The net force on the lighter block can be determined using the equation:
Net Force = T - fk - mg sinθ

For the heavier block:
- Weight (mg = mass x gravity) acts downwards with a magnitude of 5.5 N.
- The force of kinetic friction (fk = coefficient of kinetic friction x normal force) acts upwards.
- The component of the weight acting parallel to the incline (mg sinθ) acts downwards.

The net force on the heavier block is given by:
Net Force = -fk - mg sinθ

Step 2: Determine the acceleration of the blocks. Since the blocks are connected by a massless string, they have the same acceleration. We can set the net force equations for both blocks equal to each other (since they have the same acceleration), and solve for the acceleration (a).

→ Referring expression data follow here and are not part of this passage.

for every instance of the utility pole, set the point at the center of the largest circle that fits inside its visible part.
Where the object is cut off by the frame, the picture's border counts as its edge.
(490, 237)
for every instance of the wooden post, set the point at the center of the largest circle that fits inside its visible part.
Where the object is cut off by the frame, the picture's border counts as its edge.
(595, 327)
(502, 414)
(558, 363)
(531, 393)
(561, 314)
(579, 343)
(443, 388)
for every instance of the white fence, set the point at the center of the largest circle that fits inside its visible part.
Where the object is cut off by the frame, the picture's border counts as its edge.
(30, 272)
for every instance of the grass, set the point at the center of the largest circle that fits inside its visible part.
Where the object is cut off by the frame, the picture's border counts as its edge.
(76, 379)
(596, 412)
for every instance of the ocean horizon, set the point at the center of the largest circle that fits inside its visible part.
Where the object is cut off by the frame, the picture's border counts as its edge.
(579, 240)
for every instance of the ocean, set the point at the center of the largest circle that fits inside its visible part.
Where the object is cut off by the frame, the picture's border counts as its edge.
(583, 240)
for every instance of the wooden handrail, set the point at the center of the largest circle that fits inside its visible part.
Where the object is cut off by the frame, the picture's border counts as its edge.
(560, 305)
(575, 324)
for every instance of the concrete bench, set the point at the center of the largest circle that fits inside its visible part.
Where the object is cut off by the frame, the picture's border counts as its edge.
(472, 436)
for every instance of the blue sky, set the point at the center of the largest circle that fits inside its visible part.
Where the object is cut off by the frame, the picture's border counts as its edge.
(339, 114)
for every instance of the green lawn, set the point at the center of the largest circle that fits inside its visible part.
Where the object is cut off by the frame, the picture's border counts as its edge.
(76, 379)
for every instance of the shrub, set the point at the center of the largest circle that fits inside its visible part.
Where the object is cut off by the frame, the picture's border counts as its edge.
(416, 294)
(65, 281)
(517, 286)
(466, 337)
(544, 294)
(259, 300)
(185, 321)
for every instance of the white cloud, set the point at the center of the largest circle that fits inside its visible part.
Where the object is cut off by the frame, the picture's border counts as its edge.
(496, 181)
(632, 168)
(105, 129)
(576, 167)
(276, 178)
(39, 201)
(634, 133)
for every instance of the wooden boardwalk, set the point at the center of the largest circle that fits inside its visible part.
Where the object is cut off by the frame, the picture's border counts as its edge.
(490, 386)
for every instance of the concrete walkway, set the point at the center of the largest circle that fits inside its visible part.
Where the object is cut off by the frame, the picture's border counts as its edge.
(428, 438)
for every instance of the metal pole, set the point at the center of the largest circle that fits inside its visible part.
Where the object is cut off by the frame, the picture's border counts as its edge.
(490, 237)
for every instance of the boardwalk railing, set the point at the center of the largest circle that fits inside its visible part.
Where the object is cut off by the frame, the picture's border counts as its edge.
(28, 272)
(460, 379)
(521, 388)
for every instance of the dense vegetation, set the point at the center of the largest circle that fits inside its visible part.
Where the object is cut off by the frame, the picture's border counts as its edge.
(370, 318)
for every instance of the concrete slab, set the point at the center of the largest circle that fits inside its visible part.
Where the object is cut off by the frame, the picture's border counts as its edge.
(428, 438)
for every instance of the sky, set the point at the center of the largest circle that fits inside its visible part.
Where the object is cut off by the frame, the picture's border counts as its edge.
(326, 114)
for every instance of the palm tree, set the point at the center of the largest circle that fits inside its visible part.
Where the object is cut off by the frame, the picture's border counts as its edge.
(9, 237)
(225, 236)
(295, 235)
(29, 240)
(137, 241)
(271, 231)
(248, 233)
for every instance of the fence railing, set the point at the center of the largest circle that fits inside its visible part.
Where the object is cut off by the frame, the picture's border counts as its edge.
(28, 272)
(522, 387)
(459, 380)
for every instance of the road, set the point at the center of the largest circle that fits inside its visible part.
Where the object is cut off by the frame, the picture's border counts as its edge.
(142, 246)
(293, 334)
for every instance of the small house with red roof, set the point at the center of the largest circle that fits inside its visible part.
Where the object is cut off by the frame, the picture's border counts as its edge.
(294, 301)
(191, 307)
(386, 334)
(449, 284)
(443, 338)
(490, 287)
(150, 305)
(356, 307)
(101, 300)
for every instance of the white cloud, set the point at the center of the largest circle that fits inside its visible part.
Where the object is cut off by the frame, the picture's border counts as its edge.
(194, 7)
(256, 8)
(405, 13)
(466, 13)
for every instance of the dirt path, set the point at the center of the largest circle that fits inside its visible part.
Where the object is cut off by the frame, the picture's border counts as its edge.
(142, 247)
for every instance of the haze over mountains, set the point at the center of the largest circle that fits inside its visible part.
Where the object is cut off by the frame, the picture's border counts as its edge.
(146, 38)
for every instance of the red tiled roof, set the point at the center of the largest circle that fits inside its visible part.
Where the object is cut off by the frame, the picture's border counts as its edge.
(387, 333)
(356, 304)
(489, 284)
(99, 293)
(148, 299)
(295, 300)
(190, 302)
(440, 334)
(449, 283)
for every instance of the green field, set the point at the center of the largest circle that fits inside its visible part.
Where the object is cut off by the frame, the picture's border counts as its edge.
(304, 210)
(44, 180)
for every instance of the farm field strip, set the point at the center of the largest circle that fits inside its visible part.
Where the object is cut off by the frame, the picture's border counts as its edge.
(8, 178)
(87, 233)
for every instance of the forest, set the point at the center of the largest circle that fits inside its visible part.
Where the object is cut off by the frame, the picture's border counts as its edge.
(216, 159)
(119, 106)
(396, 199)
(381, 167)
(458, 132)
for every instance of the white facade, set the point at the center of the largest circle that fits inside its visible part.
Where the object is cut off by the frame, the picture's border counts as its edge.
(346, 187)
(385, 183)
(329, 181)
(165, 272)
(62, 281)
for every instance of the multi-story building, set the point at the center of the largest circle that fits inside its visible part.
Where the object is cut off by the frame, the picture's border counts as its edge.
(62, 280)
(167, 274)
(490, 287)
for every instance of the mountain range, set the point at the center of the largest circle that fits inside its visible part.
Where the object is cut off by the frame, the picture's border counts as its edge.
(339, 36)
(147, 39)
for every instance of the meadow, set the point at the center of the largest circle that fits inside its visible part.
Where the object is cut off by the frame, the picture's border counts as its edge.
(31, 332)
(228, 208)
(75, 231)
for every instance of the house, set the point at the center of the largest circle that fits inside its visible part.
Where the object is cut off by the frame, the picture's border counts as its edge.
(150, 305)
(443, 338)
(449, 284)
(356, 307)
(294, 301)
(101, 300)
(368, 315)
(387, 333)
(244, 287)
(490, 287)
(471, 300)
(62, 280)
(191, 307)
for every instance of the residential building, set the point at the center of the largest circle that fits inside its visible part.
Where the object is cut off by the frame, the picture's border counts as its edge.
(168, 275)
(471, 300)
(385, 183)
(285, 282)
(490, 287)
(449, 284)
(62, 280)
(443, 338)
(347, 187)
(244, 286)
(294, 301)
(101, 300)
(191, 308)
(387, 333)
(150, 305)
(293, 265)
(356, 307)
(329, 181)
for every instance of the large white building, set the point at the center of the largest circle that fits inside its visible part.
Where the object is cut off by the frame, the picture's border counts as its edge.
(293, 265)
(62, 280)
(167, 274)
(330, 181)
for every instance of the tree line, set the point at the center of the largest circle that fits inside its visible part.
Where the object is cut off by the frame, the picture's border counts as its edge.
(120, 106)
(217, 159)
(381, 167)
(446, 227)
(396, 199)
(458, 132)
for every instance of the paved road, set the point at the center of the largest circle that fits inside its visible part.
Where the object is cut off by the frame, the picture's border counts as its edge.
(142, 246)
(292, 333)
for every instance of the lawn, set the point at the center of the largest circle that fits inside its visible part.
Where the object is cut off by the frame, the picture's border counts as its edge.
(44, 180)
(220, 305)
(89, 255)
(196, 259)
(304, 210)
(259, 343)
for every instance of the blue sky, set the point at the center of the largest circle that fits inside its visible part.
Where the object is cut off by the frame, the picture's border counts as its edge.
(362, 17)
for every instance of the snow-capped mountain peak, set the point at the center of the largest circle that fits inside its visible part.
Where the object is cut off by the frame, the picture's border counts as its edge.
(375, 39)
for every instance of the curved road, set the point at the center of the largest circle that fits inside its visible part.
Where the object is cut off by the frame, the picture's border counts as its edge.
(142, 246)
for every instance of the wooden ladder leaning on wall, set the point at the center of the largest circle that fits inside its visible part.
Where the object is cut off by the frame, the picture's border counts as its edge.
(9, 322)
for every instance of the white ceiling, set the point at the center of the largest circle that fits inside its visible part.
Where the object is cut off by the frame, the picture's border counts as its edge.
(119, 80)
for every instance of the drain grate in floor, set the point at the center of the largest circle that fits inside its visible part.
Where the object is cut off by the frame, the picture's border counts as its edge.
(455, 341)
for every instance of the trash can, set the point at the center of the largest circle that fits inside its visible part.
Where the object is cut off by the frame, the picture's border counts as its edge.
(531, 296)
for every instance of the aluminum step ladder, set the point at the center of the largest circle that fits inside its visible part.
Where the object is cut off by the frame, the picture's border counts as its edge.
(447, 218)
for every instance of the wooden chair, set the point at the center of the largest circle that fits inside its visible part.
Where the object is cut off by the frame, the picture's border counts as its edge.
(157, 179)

T - fk - mg sinθ = -fk - mg sinθ + ma
T = ma

Step 3: Calculate the tension in the string. Now that we have the acceleration value (a), we can substitute it back into the equation for the tension in the string to solve for T.

T = ma

Now that we understand the steps, let's calculate the magnitude of the acceleration of the blocks and the tension in the string:

Given data:
Weight of lighter block (mg1) = 2.8 N
Weight of heavier block (mg2) = 5.5 N
Coefficient of kinetic friction between lighter block and the incline (μ1) = 0.087
Coefficient of kinetic friction between heavier block and the incline (μ2) = 0.39
Angle of the incline (θ) = 47°

Step 1:
Net Force on the lighter block:
Net Force1 = T - fk1 - mg1 sinθ

Net Force on the heavier block:
Net Force2 = -fk2 - mg2 sinθ

Step 2:
Net Force1 = Net Force2

T - fk1 - mg1 sinθ = -fk2 - mg2 sinθ + ma

Step 3:
T = ma

Now, we can substitute the given values into the equations and solve for the acceleration (a) and the tension in the string (T).